Connect With Your Industry
The most important way you can market yourself is by connecting yourself with your industry, convincing clients that you have so much experience in the industry, that you have become its major brand (think of how far John Chow has come to be the literal face of the “Dot Com lifestyle”).
But this doesn’t mean that you have to set out to build a multi-million dollar brand, becoming to your industry as McDonalds is to fast food. You simply need to show your clients your connection with your niche, and the little things make all the difference.
For example, you operate a company that manufactures metal tools and scaffolding for construction projects, and need business cards to properly market your services. Think of how much more interesting your marketing approach could be with something like metal cards, rather than the plain old paper business cards that everyone expects. You might have to spend more money, but those metal cards truly reflect your connection to your product, and help you stand out from your competition.
How do people become experts in a field? Most of the time, luck plays an important role in putting experts’ ideas in front of the right people at the right time. But if you don’t market yourself as an expert, luck never has a chance to come into play.
Start marketing yourself as an expert now, even if you are still new to your field. For example, you might prepare a speech or presentation, then volunteer to give it at some local nonprofit organizations or business clubs. These communities are always looking for speakers to share their ideas. Although you might not get the immediate buzz you’re looking for, you will begin brand recognition with a small audience, which could bleed into larger exposure.
You could also force this in an online environment, using referral exchanges with other experts (an agreement where both participants advertise each other’s services). If you also use blog comments to advertise your services or authority, remember that you don’t need a link to your website in every comment you write. Only add the link when it makes sense, when it adds to the conversation taking place.
Treat Your Employees Well
One of the biggest contributors to the success of the Starbucks brand is their reputation for being one of the best companies to work for.
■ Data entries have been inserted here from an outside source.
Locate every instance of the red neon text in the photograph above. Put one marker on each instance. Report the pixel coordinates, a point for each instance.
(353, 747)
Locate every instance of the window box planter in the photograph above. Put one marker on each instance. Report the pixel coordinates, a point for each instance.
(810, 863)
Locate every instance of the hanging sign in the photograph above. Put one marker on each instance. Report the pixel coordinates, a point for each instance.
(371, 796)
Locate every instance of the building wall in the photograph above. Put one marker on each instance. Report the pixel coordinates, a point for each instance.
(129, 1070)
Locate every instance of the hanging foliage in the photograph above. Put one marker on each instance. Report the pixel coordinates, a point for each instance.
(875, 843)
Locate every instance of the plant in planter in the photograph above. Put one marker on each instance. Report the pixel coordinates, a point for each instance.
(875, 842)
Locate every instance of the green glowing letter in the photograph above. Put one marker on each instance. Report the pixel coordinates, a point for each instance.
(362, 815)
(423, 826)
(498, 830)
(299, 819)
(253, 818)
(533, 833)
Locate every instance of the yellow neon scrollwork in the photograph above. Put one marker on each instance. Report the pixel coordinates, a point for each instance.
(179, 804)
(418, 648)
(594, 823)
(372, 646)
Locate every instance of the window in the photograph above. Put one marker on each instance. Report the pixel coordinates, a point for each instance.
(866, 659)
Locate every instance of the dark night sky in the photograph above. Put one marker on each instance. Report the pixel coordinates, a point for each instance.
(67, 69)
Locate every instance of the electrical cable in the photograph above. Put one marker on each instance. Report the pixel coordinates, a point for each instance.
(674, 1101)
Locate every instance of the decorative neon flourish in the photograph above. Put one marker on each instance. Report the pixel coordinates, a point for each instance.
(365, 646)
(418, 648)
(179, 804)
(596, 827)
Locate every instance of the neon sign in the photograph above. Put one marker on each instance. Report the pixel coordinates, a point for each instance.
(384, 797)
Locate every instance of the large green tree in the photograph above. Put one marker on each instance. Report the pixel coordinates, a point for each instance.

So good, in fact, that unions have consistently struggled to sign Starbucks employees, while companies like Walmart spend millions of dollars actively preventing their employees from organizing. While both companies are successful, Starbucks enjoys brand loyalty difficult to match, and it’s tough to find a bad comment about the company from an employee’s perspective.
When marketing yourself, don’t put anyone in a position to criticize you, especially those that work for you. A disgruntled employee can still push a button that slams out thousands of identical products. In the service industry, a disgruntled employee can single handedly destroy a product. Clients understand this too, and will respect a personal brand far more if they know that the workers that have built that brand are treated well.
Worry About What Your Audience Wants, Not What You Want
I was once told by a friend that works as a programmer at a large video game company that the reason so many first person shooter driving levels turn out poorly, is because they’re more fun for the programmer to design than the gamer to play. And this translates a great deal to the online services world. As a writer, I often have to ask myself if I’m choosing a topic because it would be fun for me to write, or if it would be fun for my audience to read. Far too often, it turns out that some changes need to be made to make my product more interesting.
When marketing yourself, always remember that you still have to address your audience’s expectations directly, at least until you’ve built a powerful enough brand where your audience knows what to expect. This means that you might have to tweak your services to cater to some clients, and should be willing to compromise when necessary. You might even need to change some things about your brand to cater to your audience. David Ogilvy once again had some advice for a group of people that hold a special place in my heart, writers obsessed with proper grammar. “I don’t know the rules of grammar… If you’re trying to persuade people to do something, or buy something, it seems to me you should use their language, the language they use every day, the language in which they think. We try to write in the vernacular.”